"Ya nada queda del congresista afable, sonriente, de opiniones serias y casi siempre sensatas que conocimos en tiempos que ahora parecen remotos" (Foto: Archivo El Comercio).
"Ya nada queda del congresista afable, sonriente, de opiniones serias y casi siempre sensatas que conocimos en tiempos que ahora parecen remotos" (Foto: Archivo El Comercio).
Patricia del Río

Uno de los mayores temores que asaltan al ciudadano al elegir a sus autoridades es cómo hacer para no escoger a un tirano. Durante la campaña suelen ser amabilísimos, besan a los bebes, abrazan a los ancianos y se comen lo que les ofrecen con la mejor de las sonrisas (bueno, no todos).

Y de pronto se sientan en sus tronos presidenciales, congresales o municipales y se les acaba el show. Congresistas que insultan porque saben que tienen inmunidad, ministros que recorren la ciudad rodeados de motos y sirenas, jueces que se creen rockstars mandando a la cárcel a cualquier sospechoso al que no se le ha probado culpabilidad... la lista es extensa, aburrida y agotadora.

Según el político y médico inglés David Owen, quien ha estudiado el fenómeno en su libro “El poder y la enfermedad”, los que se comportan así sufren del síndrome de hubris. La palabra ‘hubris’ proviene del griego ‘hybris’, que significa exageración, desmesura, y se utiliza para nombrar las crueldades y las acciones humillantes que los poderosos cometen por simple y llano placer.
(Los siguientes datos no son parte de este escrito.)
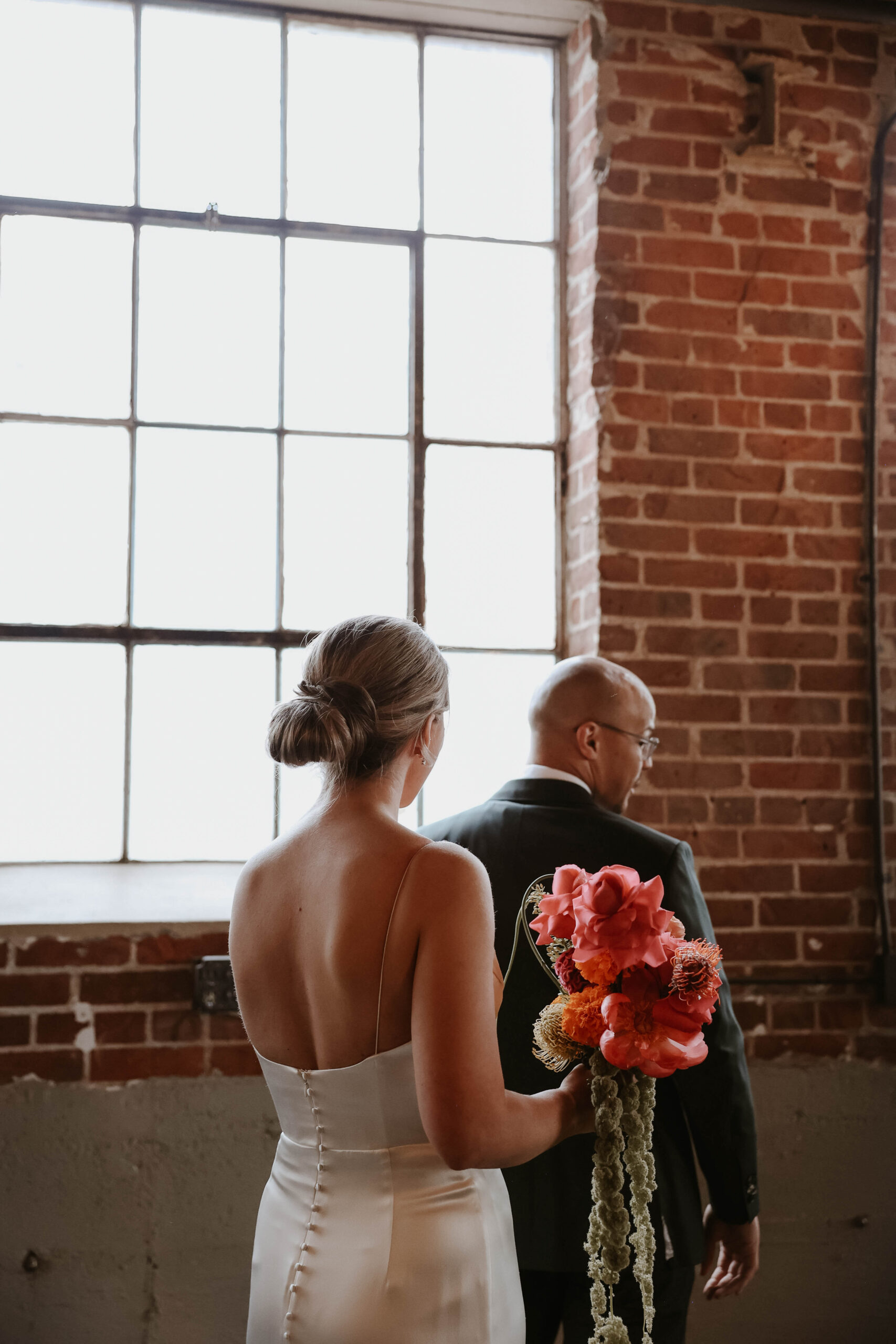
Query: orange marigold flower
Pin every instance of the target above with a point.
(599, 971)
(582, 1018)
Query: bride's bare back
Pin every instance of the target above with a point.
(308, 940)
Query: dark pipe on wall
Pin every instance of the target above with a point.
(886, 961)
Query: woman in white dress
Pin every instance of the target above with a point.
(364, 967)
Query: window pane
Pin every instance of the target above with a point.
(62, 745)
(347, 337)
(64, 523)
(488, 733)
(489, 139)
(344, 530)
(208, 324)
(352, 156)
(489, 546)
(65, 316)
(202, 783)
(210, 112)
(68, 101)
(299, 785)
(489, 342)
(206, 530)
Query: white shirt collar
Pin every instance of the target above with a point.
(547, 772)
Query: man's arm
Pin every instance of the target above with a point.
(716, 1096)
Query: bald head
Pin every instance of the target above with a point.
(586, 719)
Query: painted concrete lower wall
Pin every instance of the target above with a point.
(140, 1203)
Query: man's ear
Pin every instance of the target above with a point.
(586, 738)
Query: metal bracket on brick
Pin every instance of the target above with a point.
(214, 988)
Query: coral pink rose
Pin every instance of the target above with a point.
(618, 915)
(641, 1034)
(555, 918)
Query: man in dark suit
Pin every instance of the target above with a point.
(592, 737)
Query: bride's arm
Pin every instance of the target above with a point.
(469, 1116)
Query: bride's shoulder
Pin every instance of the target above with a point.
(446, 875)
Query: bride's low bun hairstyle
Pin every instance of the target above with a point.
(370, 686)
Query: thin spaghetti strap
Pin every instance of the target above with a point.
(379, 998)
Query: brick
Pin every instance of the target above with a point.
(760, 947)
(234, 1061)
(790, 448)
(773, 323)
(820, 295)
(801, 1043)
(131, 987)
(35, 990)
(790, 579)
(786, 386)
(164, 948)
(692, 121)
(120, 1028)
(58, 1066)
(731, 913)
(15, 1030)
(778, 843)
(747, 878)
(175, 1026)
(842, 945)
(121, 1064)
(786, 261)
(57, 1028)
(797, 709)
(833, 877)
(692, 23)
(687, 378)
(786, 512)
(652, 150)
(64, 952)
(621, 14)
(750, 1014)
(623, 214)
(691, 508)
(739, 542)
(804, 911)
(793, 1015)
(691, 774)
(692, 443)
(692, 643)
(786, 191)
(750, 676)
(699, 709)
(796, 774)
(715, 606)
(638, 604)
(226, 1027)
(653, 85)
(739, 476)
(686, 187)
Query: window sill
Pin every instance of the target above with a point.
(100, 897)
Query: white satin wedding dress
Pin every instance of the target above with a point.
(364, 1235)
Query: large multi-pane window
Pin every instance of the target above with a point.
(279, 344)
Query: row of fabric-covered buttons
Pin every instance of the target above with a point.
(319, 1131)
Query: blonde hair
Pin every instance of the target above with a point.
(370, 686)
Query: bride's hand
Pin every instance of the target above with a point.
(577, 1086)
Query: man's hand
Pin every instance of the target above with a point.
(738, 1256)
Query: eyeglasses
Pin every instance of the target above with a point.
(648, 745)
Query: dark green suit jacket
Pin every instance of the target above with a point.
(532, 827)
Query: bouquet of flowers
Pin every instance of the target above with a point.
(635, 998)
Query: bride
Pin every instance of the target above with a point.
(368, 987)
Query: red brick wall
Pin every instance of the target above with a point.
(729, 356)
(112, 1009)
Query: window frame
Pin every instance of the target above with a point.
(280, 637)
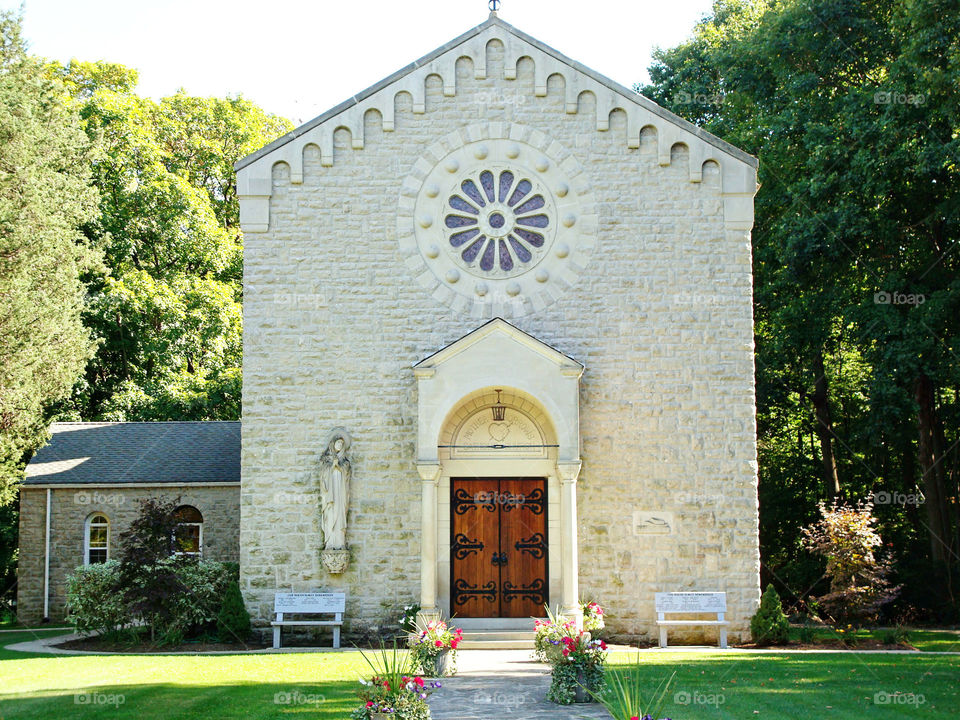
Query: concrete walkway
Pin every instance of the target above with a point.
(502, 685)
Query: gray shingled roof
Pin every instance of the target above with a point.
(138, 452)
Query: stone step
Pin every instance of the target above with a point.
(497, 640)
(491, 624)
(486, 644)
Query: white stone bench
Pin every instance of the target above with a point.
(691, 602)
(312, 604)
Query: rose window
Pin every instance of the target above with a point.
(496, 221)
(497, 225)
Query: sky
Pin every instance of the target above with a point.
(298, 59)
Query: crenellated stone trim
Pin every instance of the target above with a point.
(738, 169)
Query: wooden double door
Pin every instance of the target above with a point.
(498, 547)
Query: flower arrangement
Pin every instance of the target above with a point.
(592, 617)
(394, 689)
(576, 657)
(434, 648)
(547, 634)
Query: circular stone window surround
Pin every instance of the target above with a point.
(533, 276)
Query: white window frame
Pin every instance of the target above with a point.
(199, 526)
(87, 525)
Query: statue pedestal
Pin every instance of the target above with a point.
(335, 561)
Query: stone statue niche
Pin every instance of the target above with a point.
(335, 475)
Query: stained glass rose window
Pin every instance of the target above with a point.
(495, 220)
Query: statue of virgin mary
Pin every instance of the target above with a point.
(335, 475)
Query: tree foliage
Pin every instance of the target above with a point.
(853, 108)
(167, 312)
(769, 625)
(846, 536)
(45, 197)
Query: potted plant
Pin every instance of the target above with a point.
(434, 648)
(577, 661)
(394, 689)
(547, 634)
(623, 697)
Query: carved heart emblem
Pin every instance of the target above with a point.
(499, 431)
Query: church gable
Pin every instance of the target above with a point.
(738, 169)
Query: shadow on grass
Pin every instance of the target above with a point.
(739, 685)
(252, 701)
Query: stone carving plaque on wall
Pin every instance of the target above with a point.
(653, 522)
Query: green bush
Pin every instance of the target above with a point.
(769, 625)
(93, 601)
(233, 622)
(97, 602)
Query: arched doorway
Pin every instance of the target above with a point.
(498, 502)
(498, 456)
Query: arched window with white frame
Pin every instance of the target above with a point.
(96, 539)
(188, 536)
Este síndrome no solo ataca a importantes señorones que han alcanzado encumbrados puestos, sino que se puede manifestar en cualquier individuo al que le ha tocado una parcela ridícula de autoridad sobre otras personas. Los “hubridosos” son narcisos, prepotentes y pueden reaccionar de manera impulsiva sin medir las consecuencias.

Esta semana, el protagonista estrella de esta preocupante condición ha sido (reflectores, palmas, fanfarria): ¡!, nuestro presidente del Congreso, al que no le gustó que le preguntaran sobre frigobares y televisores. Y es verdad que ya nada queda del congresista afable, sonriente, de opiniones serias y casi siempre sensatas que conocimos en tiempos que ahora parecen remotos. Pero una cosa es que te vuelvas antipático, pleitista, difamador o prepotente, y otra, muy distinta y mucho más grave, que hagas uso del poder que la ciudadanía te otorgó para convertirlo en una herramienta de chantaje.
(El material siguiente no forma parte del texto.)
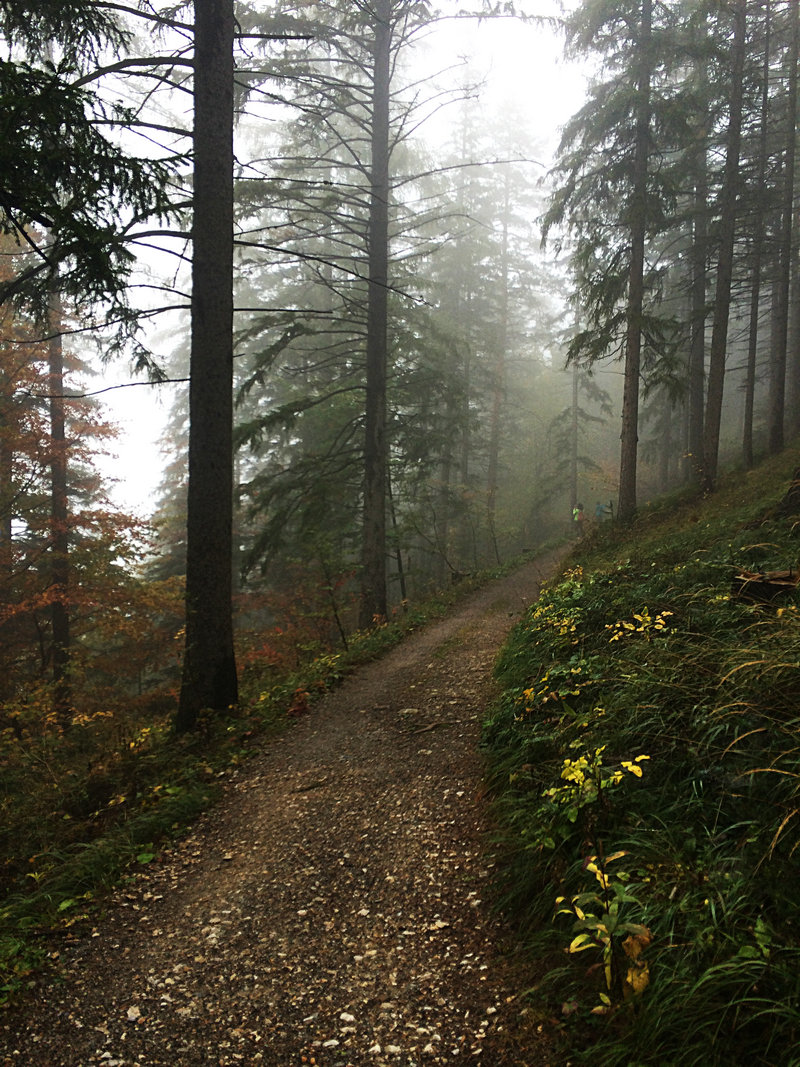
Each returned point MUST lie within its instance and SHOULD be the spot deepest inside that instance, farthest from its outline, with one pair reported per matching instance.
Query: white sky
(521, 62)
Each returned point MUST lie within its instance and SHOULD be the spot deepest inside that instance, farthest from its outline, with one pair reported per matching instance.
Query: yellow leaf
(638, 977)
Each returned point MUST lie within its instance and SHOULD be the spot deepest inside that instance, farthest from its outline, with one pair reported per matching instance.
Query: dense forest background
(418, 386)
(400, 351)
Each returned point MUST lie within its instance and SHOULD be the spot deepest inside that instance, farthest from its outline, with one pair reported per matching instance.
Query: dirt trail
(332, 909)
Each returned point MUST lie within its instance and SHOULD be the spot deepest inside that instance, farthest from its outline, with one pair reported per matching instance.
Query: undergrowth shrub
(645, 766)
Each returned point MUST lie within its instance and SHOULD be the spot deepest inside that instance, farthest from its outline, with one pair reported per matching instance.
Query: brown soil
(334, 908)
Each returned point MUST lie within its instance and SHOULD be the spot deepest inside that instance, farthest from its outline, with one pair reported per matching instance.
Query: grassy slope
(645, 762)
(80, 811)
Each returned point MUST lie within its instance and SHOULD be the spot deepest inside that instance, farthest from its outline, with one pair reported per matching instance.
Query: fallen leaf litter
(331, 910)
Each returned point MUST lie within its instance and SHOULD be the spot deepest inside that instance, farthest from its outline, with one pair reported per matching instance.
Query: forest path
(332, 908)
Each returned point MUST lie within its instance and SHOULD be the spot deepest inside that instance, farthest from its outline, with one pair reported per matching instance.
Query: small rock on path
(332, 909)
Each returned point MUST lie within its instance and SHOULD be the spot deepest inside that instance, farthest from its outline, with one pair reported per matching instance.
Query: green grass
(82, 809)
(684, 948)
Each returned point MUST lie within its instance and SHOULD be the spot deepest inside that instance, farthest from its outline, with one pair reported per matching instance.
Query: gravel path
(333, 909)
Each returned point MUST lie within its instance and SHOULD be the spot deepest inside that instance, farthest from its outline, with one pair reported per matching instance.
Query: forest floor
(334, 909)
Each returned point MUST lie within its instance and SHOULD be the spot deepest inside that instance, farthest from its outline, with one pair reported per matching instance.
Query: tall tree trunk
(724, 266)
(755, 292)
(778, 363)
(793, 348)
(372, 604)
(629, 435)
(498, 375)
(574, 432)
(697, 345)
(59, 516)
(209, 664)
(699, 314)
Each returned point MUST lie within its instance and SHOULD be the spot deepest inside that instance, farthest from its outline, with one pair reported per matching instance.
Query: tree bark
(724, 266)
(59, 518)
(629, 435)
(778, 363)
(699, 315)
(498, 376)
(372, 604)
(209, 664)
Si los televisores y los frigobares eran una compra necesaria o no, resulta siendo lo de menos. Lo grave, el ataque de hubris que a todos nos ha dejado perplejos, es que el presidente del Congreso se atrevió a amenazar a un periodista con un argumento gansteril: si me haces preguntas incómodas, apruebo una ley que te traerá problemas. O sea, no me fastidies, patita, o te mando la moto.

Por supuesto, hasta el momento en que escribimos esta columna, no se ha disculpado, ni ha intentado suavizar sus palabras. Y es que no estamos ante un exabrupto, ni un lapsus. Estamos, queridos compatriotas, frente a un síndrome esparcido en el Congreso entre aquellos que se sienten, y se saben, dueños de todo.